WHY THE FUCK CAN'T 3.5 DO HIGH RESOLUTIONS!
>>102931436Anon, everything is shit to you because you unironically have severe depression. You should leave and come back when things stop looking like shit to you. Fix your life. I can't believe you're getting this upset about experimental software.
>>102931268no dick
>>102931451shame this isnt local. very unlike anything we have style wise desu.
>>102931442Not really, LAION for SD 1.5 proved the concept. The problem is everyone keeps on filtering their datasets based on flawed reasoning instead of letting the chaos happen. You'll notice these models make two major mistakes: overfiltering the data, and overtuning the outputs with a DPO. That's why everything turns into slop.
>>102931452ooooooh im close to cooming sir please give me the jeet schizo rant again i beg you
Can we stop talking about Flux.What about other models? Right now, what matters is how good of a base model it is so that we can reason about what future models should be fine tuned off of. Does SD3.5 perform better than SDXL base at the things we care about like non-censored anatomy? Can SDXL base do higher resolutions than 1024x1024? What about Sana that people mentioned? I haven't used any of these models actually, so I don't really know.
>>102931484I'm not the one that says everything is shit and it's really upsetting you even though you just got many models to try out today, I don't know why you're here, this obviously upsets you. Take a break, come back in a year, you obviously can't handle the research.
Looking at 8b, it genuinely looks like 2b medium. Is the hype just Stockholm syndrome after Sana flopped and people want a life raft?
>>102931490you need to ask this mans expert opinion about sana he will be happy to oblige>>102931496
>>102931384Anything the US does in legislation in regards to bleeding edge stuff is copied everywhere else.Anything the US is obsessed culturally bleeds over in every other parts of the world at some point.It's like Apple and the rest of the smartphone brands applied to countries/cultures.
>>102931501>Sana floppedSaid who?
sana is shitflux is shitall sd3 variants are shitxl for another year, at least
>>102931440Actually I'll just box them:https://files.catbox.moe/ckafyh.pnghttps://files.catbox.moe/rc6ni1.pngBoth genned with the 4-step Turbo version (hence the kinda plasticy Fluxish look). The more saturated one is DPM++ 2M SGM Uniform, less saturated one is Euler SGM Uniform.
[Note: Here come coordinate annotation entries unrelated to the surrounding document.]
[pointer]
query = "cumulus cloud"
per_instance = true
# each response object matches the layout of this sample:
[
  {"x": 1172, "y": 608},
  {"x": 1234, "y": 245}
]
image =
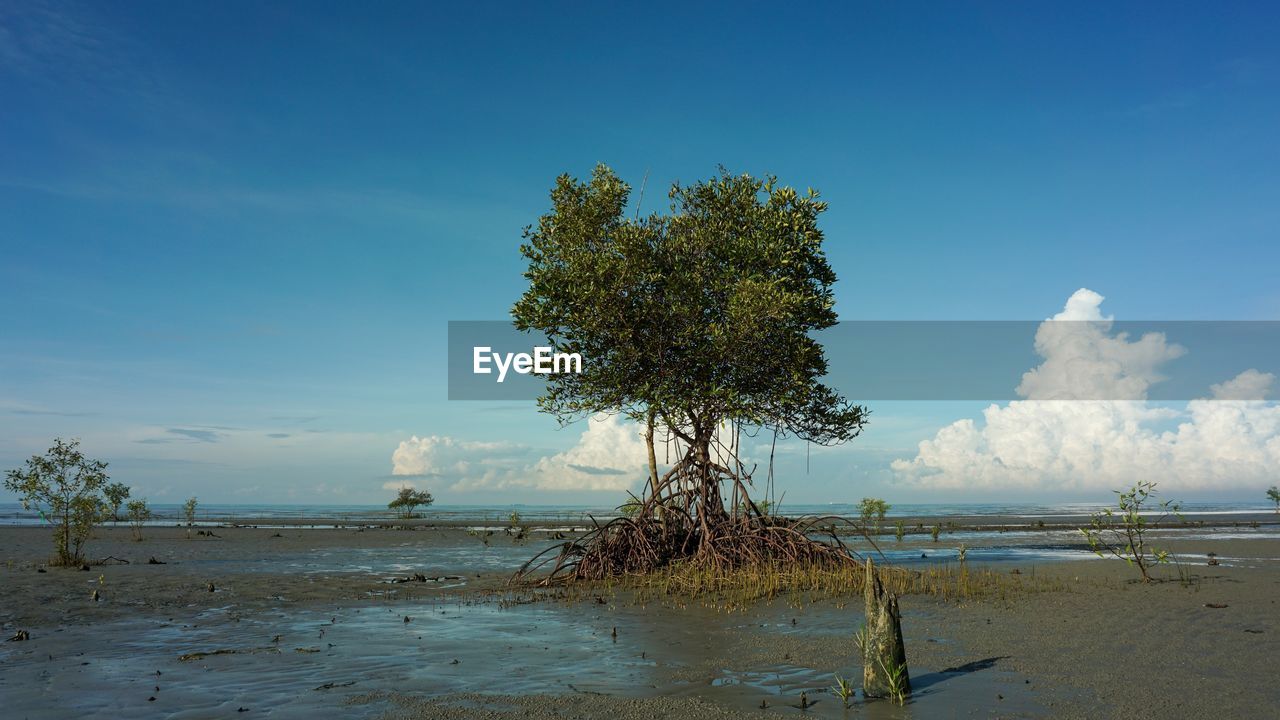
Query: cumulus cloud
[
  {"x": 609, "y": 455},
  {"x": 1228, "y": 441}
]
>>102931509IS OVER, THE ONLY GOOD THING WE HAVE IS A FUCKING OUT OF VRAM VIDEO MODEL!!!! Time to left the hobby and seek mental help.
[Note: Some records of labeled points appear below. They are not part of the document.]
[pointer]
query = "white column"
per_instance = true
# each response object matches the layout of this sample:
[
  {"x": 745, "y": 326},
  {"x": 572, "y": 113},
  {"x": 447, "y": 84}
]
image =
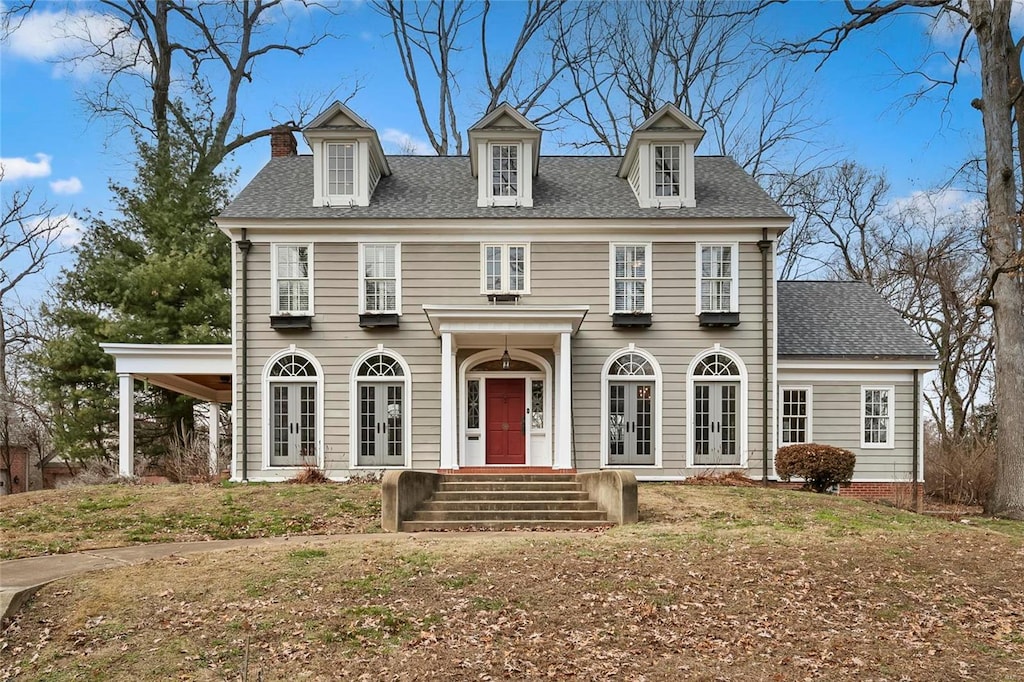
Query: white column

>>102931490SDXL is stagnant because of a bad text encoder and generally slow training. Sana is going to be the small model king that replaces SD 1.5/SDXL because it can actually be trained locally. Feel free to refer back to the 600m Pixart gens from the other thread. Sana also has some good gens so I think outside of skill issue gens, it's going to be good especially after a finetune (which anyone can do). Pixart significantly improves with finetuning.
>>102931289No, penises dont exist, well, cronenburg ones.
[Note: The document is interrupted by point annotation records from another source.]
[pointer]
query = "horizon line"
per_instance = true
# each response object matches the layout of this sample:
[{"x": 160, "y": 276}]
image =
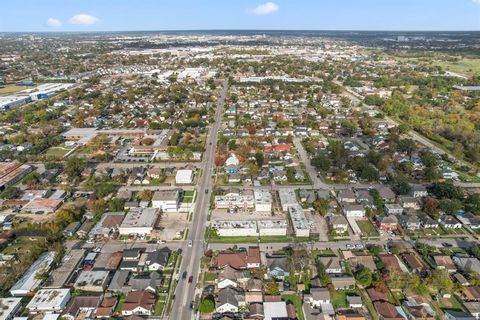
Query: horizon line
[{"x": 256, "y": 30}]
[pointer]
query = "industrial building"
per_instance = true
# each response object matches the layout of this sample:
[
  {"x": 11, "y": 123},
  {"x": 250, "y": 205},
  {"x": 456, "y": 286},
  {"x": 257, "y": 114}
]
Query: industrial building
[
  {"x": 234, "y": 200},
  {"x": 272, "y": 227},
  {"x": 30, "y": 280},
  {"x": 92, "y": 280},
  {"x": 49, "y": 301},
  {"x": 139, "y": 221},
  {"x": 166, "y": 200}
]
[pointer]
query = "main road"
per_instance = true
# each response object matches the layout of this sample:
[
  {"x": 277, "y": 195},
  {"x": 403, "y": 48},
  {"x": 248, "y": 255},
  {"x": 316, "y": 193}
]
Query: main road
[{"x": 185, "y": 291}]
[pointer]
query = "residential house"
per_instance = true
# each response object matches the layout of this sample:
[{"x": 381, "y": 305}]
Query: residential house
[
  {"x": 339, "y": 223},
  {"x": 343, "y": 282},
  {"x": 158, "y": 259},
  {"x": 277, "y": 267},
  {"x": 388, "y": 223},
  {"x": 318, "y": 296},
  {"x": 467, "y": 264},
  {"x": 138, "y": 303},
  {"x": 414, "y": 261},
  {"x": 393, "y": 208},
  {"x": 331, "y": 264},
  {"x": 387, "y": 311},
  {"x": 444, "y": 262},
  {"x": 449, "y": 222},
  {"x": 229, "y": 299},
  {"x": 418, "y": 191}
]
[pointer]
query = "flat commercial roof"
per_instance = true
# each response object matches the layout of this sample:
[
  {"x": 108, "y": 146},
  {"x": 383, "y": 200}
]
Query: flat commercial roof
[
  {"x": 59, "y": 276},
  {"x": 29, "y": 281},
  {"x": 140, "y": 218}
]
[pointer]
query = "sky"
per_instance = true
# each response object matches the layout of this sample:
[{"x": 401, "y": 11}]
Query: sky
[{"x": 133, "y": 15}]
>booba in a base modelWE ARE SO BACK BOIS
>>102930369noob mistake baka
>>102931526if it was 3b maybe. right now there is no reason to replace xl with a smaller model. maybe a from scratch model on the architecture, but neither 1.6b sana nor 0.6b will ever get mass adoption because they're simply worse
>>102931532The future of all company trained models will be this weird thing where human anatomy and sexuality is always wrong or scrambled and no one known exists.
>>102931551Wrong, 600m Pixart generates kino gens. So 1.6B Sona is going to generate even more kino gens. It's that simple.It's ironic too because you just saw both 2B and 8B SD3 being ass. So maybe it's not all about parameters.
>>102931526holy heck, im so excited to fix the autoencoder compression with just a little bit of training!!!!!!!!!uhhh let me just sprinkle a bit of parameters as wellthis is it, we are SO back
>>102931532I think half the reason they never do downstairs is cause they don't wanna risk having the "constantly gives dudes pussies" problem that like 80 or more percent of SDXL checkpoints still have to this day lol
>>102931575Somehow I think you'll be upset no matter what
>>102931546ya thats the stuff i've been missing from these generals
>>102931589thats right, you got me, im a flux agent sent to sabotage the great PIXART supremacyim malding hereim balding hereim farting herebut im still not using sana IM SORRY
Sometimes it seems that anon has a little too much of a vested interest in these fun toys
>>102931607No, I've determined that you are severely depressed and that you're incapable of experiencing happiness.
>>102931558nah it generates melty nonsense. if pixart was "kino" it would've been adopted. it never was. dead-end bad models
Excuse the kino posting
>>102931618thats right... at first i was working for the great PIXART empirebut then, sana had sex with my dog....and now i have joined the flux evil secret society and swore a revenge...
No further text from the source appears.